Former Mexican governor arrested on drug charges
MEXICO CITY, Mexico (Reuters) -- A former Mexican governor accused
of working with one of the country's leading cocaine cartels was arrested
by police Thursday after more than two years on the run.
Attorney General Rafael Macedo de la Concha said Mario Villanueva had been
arrested in the Caribbean resort town of Cancun and would be transferred
to
a maximum-security prison outside Mexico City.
Villanueva is accused of having had close ties with the infamous Juarez
drug cartel and allowing it to land huge quantities of Colombian cocaine
along
the Caribbean coastline of Mexico's southeastern state of Quintana Roo
during
his term as governor.
Villanueva disappeared in March 1999, just days before his six-year term
came
to an end and as federal agents prepared to arrest him.
Macedo said Villanueva offered no resistance as he was finally arrested
in Cancun
on Thursday night, but he flatly rejected suggestions that the former governor
might
be given special treatment.
"We will not negotiate the law under any circumstances. We will apply the
law,"
Macedo told the Televisa news network, adding that Villanueva would face
charges of organized-crime activity and the promotion of drug trafficking.
Macedo, a former army general, said Mexican police worked closely with
the
U.S. Drug Enforcement Administration in tracking down Villanueva, who was
accompanied by a former state police officer and another friend when he
was
captured.
Ex-governor belonged to PRI
Villanueva was a member of the Institutional Revolutionary Party (PRI),
which
ruled Mexico for 71 years before losing power in elections last July.
He said before his disappearance that he was the victim of a smear campaign
led
by former colleagues in the administration of President Ernesto Zedillo,
who left
office in December.
The new conservative government of President Vicente Fox has pledged to
clamp down on official corruption and tighten cooperation with U.S. authorities
in the war against drugs.
It has already begun a campaign against corruption but, before Villanueva's
arrest, had been criticized for failing to arrest any high-profile figures.
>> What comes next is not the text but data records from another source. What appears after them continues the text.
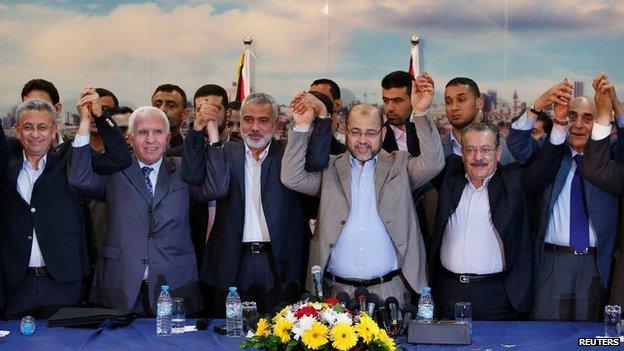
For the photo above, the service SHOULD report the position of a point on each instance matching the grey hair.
(481, 127)
(261, 99)
(35, 105)
(145, 111)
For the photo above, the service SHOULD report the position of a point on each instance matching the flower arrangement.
(319, 326)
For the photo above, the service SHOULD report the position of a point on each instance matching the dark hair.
(41, 84)
(465, 81)
(481, 127)
(120, 110)
(334, 89)
(169, 88)
(105, 92)
(234, 105)
(398, 79)
(325, 100)
(546, 122)
(212, 90)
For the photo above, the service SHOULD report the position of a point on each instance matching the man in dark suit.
(481, 248)
(256, 242)
(576, 222)
(43, 251)
(148, 241)
(608, 173)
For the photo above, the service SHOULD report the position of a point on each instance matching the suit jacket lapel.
(343, 168)
(135, 176)
(164, 180)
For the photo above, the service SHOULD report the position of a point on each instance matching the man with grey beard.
(257, 238)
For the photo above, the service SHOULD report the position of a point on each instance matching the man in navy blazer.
(256, 242)
(148, 242)
(44, 246)
(576, 222)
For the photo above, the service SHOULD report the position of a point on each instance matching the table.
(141, 335)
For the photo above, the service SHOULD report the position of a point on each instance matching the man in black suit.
(256, 242)
(481, 249)
(44, 246)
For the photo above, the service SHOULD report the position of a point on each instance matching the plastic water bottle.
(234, 313)
(27, 325)
(163, 314)
(425, 306)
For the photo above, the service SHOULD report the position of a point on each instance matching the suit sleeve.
(601, 170)
(431, 159)
(319, 145)
(82, 177)
(116, 156)
(294, 176)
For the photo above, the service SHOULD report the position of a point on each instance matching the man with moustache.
(576, 222)
(463, 101)
(481, 249)
(367, 233)
(257, 238)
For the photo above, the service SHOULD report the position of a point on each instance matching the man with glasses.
(367, 233)
(576, 222)
(481, 248)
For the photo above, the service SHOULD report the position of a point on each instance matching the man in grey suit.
(148, 241)
(367, 233)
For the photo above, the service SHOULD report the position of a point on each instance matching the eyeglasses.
(369, 134)
(486, 150)
(28, 128)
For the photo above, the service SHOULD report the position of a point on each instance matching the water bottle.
(163, 313)
(27, 325)
(425, 306)
(234, 313)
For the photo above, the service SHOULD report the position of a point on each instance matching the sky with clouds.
(130, 47)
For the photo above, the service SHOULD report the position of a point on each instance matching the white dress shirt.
(470, 243)
(26, 179)
(558, 231)
(255, 228)
(400, 137)
(364, 249)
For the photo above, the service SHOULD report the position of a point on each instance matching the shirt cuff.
(558, 135)
(524, 122)
(81, 140)
(301, 130)
(600, 131)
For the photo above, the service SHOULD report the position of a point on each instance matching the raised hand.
(303, 110)
(422, 93)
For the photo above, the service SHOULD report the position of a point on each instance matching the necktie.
(146, 172)
(579, 221)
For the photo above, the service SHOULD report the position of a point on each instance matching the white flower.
(302, 325)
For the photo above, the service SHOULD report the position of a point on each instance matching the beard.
(262, 142)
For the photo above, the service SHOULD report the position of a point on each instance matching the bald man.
(576, 222)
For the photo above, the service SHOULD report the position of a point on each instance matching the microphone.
(361, 295)
(344, 298)
(409, 312)
(201, 324)
(392, 304)
(317, 276)
(373, 301)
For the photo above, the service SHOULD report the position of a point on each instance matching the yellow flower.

The Juarez cartel is based in the northern city of Ciudad Juarez, just
across the
border from El Paso, Texas. It is one of Mexico's top drug gangs, bringing
in
cocaine from South America and smuggling it into the United States.
Villanueva's mother said last July, when Fox won the presidential elections,
that
her son would turn himself over to judicial authorities only after Zedillo
left
office.
But Fox's government repeatedly said it would not cut any deal with the
fugitive
former governor.
"We are not making any kind of a deal with Mr. Villanueva," National Security
Adviser Adolfo Aguilar Zinser said earlier this month. "If he turns himself
in, he
will be subject to justice, applied to the letter."